The Day I Learnt Cycling… and Nearly Unstitched a Stranger’s Dhoti


Nothing prepares you for the moment your cycle wheel goes cleanly between a stranger’s legs, and he goes up on his toes like a startled Bharatanatyam dancer.

Learning to Cycle, Bengaluru-Style

In my school days, I began learning to cycle on my father’s big, sturdy machine, available only on Sundays, the one sacred day when he didn’t need it for his office commute. It was a cycle built like a railway engine: heavy, unshakeable, and absolutely incompatible with my height. Riding it the normal way, with both legs politely in place, was a distant dream.

In lower-middle-class homes back then, “kids' cycles” didn’t exist. You simply adjusted your body, your ego, and sometimes your destiny around whatever cycle the house owned. Thus began my initiation into the classic “Kathri” style, where you push your right leg through the triangular frame gap, twist your body like an Olympic pretzel, and pedal purely on faith.

Ridiculous to look at. Surprisingly effective.

The Sunday of All Sundays

Within 45 minutes, I learnt balancing. In another couple of hours, and several wipeouts that polished my elbows and knees, I was confidently encircling the house through neighbouring streets. Like every freshly minted cyclist, I felt I had conquered the world.

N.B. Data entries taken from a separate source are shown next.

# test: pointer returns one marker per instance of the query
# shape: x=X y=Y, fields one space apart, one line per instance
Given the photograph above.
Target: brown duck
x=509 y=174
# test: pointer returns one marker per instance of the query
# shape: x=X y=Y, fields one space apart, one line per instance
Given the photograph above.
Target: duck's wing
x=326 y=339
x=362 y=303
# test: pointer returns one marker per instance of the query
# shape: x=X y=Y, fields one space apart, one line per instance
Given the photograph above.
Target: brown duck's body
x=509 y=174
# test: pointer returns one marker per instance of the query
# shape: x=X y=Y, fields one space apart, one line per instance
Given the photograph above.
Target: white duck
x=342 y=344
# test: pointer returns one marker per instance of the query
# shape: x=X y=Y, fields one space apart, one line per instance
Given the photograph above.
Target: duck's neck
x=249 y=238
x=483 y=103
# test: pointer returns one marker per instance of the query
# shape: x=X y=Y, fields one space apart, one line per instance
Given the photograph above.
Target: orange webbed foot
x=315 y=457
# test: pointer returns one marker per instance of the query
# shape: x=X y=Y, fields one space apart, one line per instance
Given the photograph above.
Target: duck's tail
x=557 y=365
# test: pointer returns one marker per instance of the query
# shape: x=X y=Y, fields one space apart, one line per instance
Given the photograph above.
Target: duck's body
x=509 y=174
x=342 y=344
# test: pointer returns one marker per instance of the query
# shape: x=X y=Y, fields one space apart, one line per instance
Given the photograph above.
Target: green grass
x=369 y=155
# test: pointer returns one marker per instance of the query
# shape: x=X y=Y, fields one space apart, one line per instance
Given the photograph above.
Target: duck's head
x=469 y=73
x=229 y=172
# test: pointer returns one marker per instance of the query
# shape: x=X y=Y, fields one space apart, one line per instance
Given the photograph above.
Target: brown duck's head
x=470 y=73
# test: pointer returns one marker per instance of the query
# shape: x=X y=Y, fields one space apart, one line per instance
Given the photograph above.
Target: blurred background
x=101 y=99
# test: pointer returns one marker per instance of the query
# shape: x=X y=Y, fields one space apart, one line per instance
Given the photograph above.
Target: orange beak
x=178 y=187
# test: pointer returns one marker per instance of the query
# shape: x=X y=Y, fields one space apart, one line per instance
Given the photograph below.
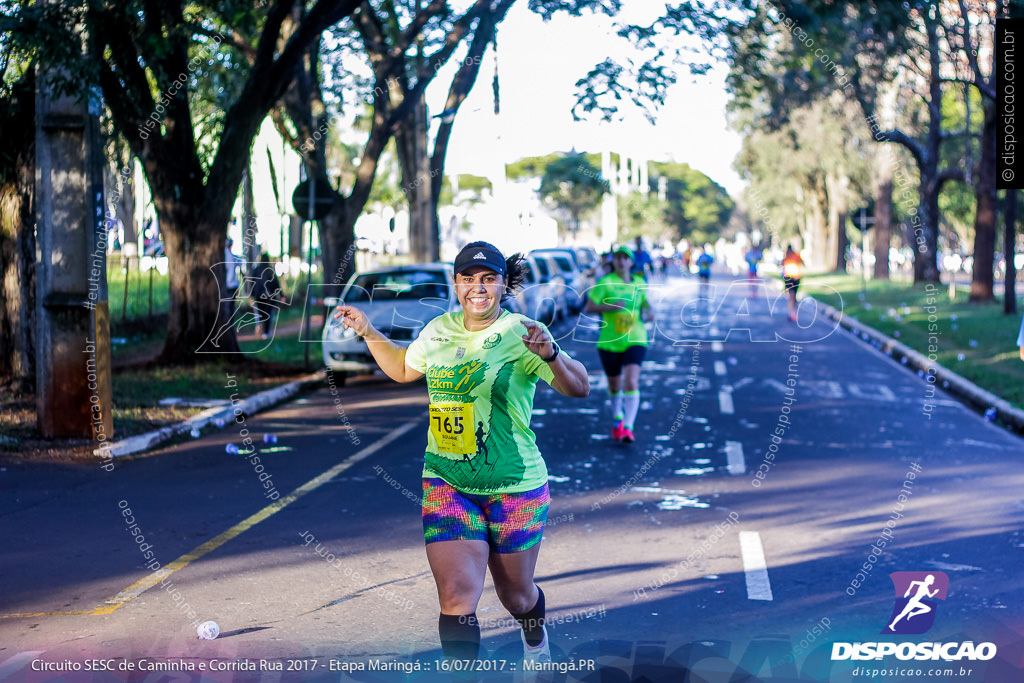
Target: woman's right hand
x=353 y=318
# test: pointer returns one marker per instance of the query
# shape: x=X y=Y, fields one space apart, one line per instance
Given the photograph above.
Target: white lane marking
x=734 y=457
x=755 y=566
x=12 y=664
x=725 y=400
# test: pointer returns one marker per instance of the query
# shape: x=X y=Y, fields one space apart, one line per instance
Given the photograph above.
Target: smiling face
x=479 y=291
x=623 y=262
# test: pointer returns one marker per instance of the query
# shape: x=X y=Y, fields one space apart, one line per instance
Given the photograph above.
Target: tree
x=695 y=205
x=146 y=59
x=573 y=185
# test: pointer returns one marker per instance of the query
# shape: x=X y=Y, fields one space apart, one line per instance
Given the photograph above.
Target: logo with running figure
x=918 y=594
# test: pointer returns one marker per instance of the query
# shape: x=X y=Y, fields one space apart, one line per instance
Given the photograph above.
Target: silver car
x=397 y=301
x=577 y=282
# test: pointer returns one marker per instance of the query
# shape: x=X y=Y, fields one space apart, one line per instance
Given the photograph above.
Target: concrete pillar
x=73 y=339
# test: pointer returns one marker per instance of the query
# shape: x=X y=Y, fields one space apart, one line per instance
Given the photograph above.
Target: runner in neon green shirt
x=484 y=483
x=621 y=297
x=481 y=388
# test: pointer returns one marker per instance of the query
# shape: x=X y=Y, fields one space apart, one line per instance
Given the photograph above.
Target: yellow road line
x=155 y=578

Naturally, I now had to show off.  Audience: Hari, my best friend and lifetime chaddi-dost.

But Hari had recently shifted from our lane near Malleswaram Station to their own house in Mariyappanpalya, about two kilometres away. For a one-day cyclist, this was a pilgrimage.

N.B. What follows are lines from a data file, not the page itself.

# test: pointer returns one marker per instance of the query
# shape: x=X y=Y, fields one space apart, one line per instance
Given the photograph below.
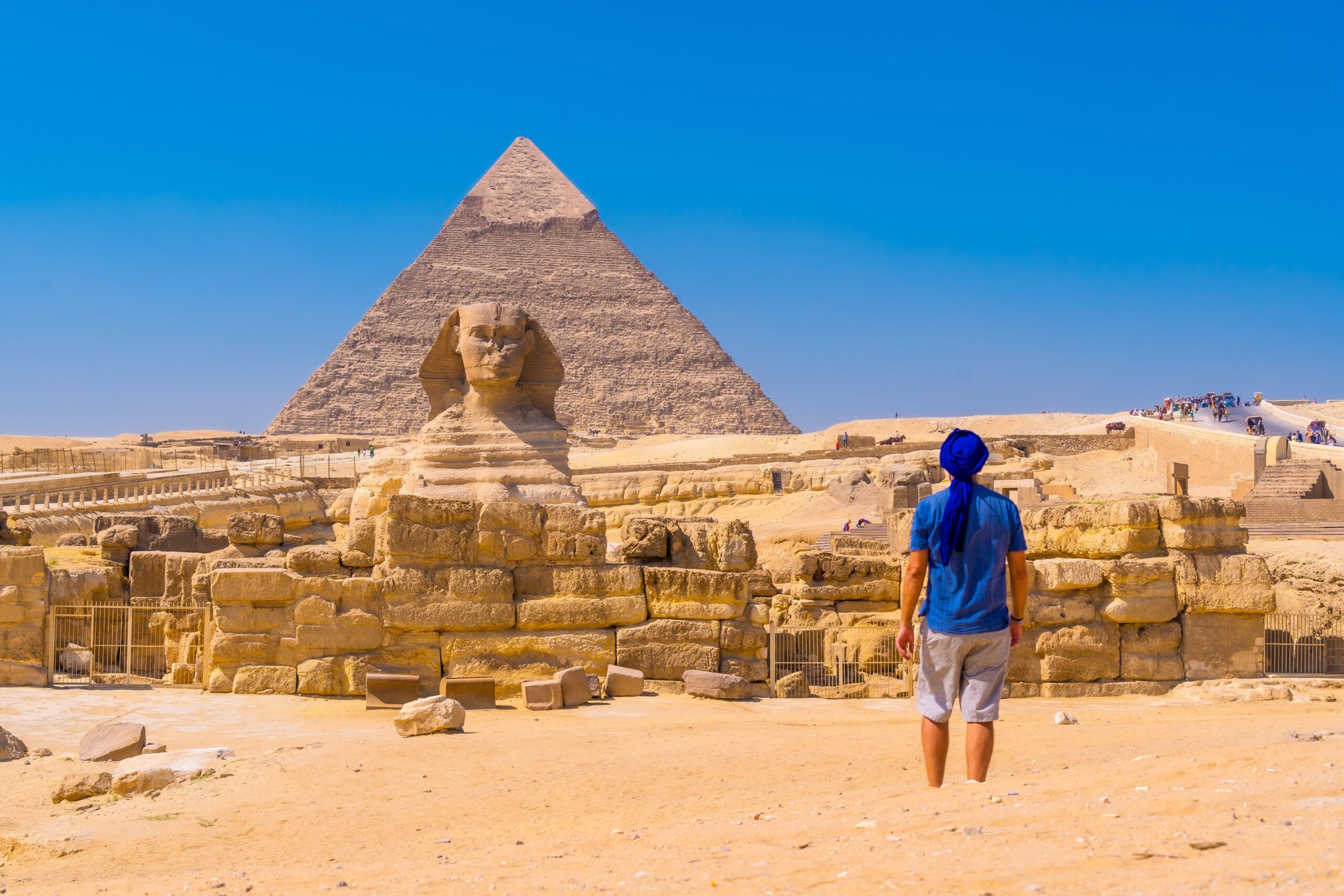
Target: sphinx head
x=495 y=352
x=494 y=342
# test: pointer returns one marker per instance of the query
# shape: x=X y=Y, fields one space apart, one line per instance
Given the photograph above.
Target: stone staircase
x=1290 y=480
x=872 y=531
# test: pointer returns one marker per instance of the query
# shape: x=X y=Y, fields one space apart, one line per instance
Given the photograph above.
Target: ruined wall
x=438 y=587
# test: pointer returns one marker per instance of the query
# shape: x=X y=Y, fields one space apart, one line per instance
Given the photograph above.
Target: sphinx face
x=494 y=342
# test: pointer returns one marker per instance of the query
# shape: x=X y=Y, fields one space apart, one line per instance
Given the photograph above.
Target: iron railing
x=123 y=644
x=1304 y=644
x=842 y=661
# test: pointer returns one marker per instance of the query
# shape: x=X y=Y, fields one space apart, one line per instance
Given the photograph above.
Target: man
x=961 y=537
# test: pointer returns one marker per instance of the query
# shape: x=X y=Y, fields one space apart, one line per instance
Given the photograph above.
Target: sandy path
x=670 y=794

I pleaded with my father for permission. He said I needed more practice before touching the main roads. But I argued that if I waited till next Sunday, all the excitement would leak out like air from a punctured tyre. Reluctantly, he agreed, with detailed instructions on when to walk with the cycle and when not to trust my overconfidence. I nodded to everything without hearing anything.

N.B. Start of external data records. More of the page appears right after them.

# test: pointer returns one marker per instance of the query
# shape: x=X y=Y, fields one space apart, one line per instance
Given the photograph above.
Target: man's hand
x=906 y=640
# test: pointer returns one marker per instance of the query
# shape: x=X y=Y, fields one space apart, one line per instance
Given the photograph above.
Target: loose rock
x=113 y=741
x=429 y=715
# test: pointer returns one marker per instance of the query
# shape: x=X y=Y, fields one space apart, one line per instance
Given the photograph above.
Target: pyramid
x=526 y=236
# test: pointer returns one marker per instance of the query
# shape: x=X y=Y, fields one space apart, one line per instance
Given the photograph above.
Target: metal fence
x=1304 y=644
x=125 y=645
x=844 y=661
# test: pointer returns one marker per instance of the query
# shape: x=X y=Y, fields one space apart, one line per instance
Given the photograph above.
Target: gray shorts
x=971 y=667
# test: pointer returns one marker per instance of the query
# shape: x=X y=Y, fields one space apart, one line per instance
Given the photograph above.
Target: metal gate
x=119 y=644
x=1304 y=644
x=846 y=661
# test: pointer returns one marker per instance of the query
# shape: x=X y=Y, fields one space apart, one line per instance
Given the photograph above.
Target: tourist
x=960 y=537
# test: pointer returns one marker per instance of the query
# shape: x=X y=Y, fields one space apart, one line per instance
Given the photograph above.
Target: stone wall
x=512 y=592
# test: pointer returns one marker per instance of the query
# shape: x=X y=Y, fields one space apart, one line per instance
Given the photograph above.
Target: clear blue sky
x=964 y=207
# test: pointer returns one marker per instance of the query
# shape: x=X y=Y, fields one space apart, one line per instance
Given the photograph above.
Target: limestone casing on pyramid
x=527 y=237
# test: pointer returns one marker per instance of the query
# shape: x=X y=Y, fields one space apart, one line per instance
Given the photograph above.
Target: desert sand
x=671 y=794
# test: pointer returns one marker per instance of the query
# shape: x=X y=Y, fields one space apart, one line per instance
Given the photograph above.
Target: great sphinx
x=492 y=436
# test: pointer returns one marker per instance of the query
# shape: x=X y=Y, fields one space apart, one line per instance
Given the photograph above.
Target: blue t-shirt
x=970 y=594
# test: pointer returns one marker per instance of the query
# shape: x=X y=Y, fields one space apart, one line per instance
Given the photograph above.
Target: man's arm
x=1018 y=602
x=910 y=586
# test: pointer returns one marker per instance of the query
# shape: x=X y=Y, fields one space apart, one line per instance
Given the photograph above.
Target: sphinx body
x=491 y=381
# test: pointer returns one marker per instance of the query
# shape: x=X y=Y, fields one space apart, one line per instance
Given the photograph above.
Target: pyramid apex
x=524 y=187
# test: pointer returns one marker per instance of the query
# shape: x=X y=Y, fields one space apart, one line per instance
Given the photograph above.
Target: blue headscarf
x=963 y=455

The Downhill of Doom: Devaiah Park to Harishchandra Ghat

I pedalled off proudly, until I met the mighty slope at Devaiah Park leading down towards Harishchandra Ghat. This slope deserves its own chapter in geography textbooks.

The moment I hit it, the cycle took control.
I pressed the brakes.  The brakes… didn’t care.

I remembered Appa’s golden rule:  “Never use only the front brake, you’ll somersault.”

My interpretation as a one-day cyclist?  “Don’t use the front brake at all.”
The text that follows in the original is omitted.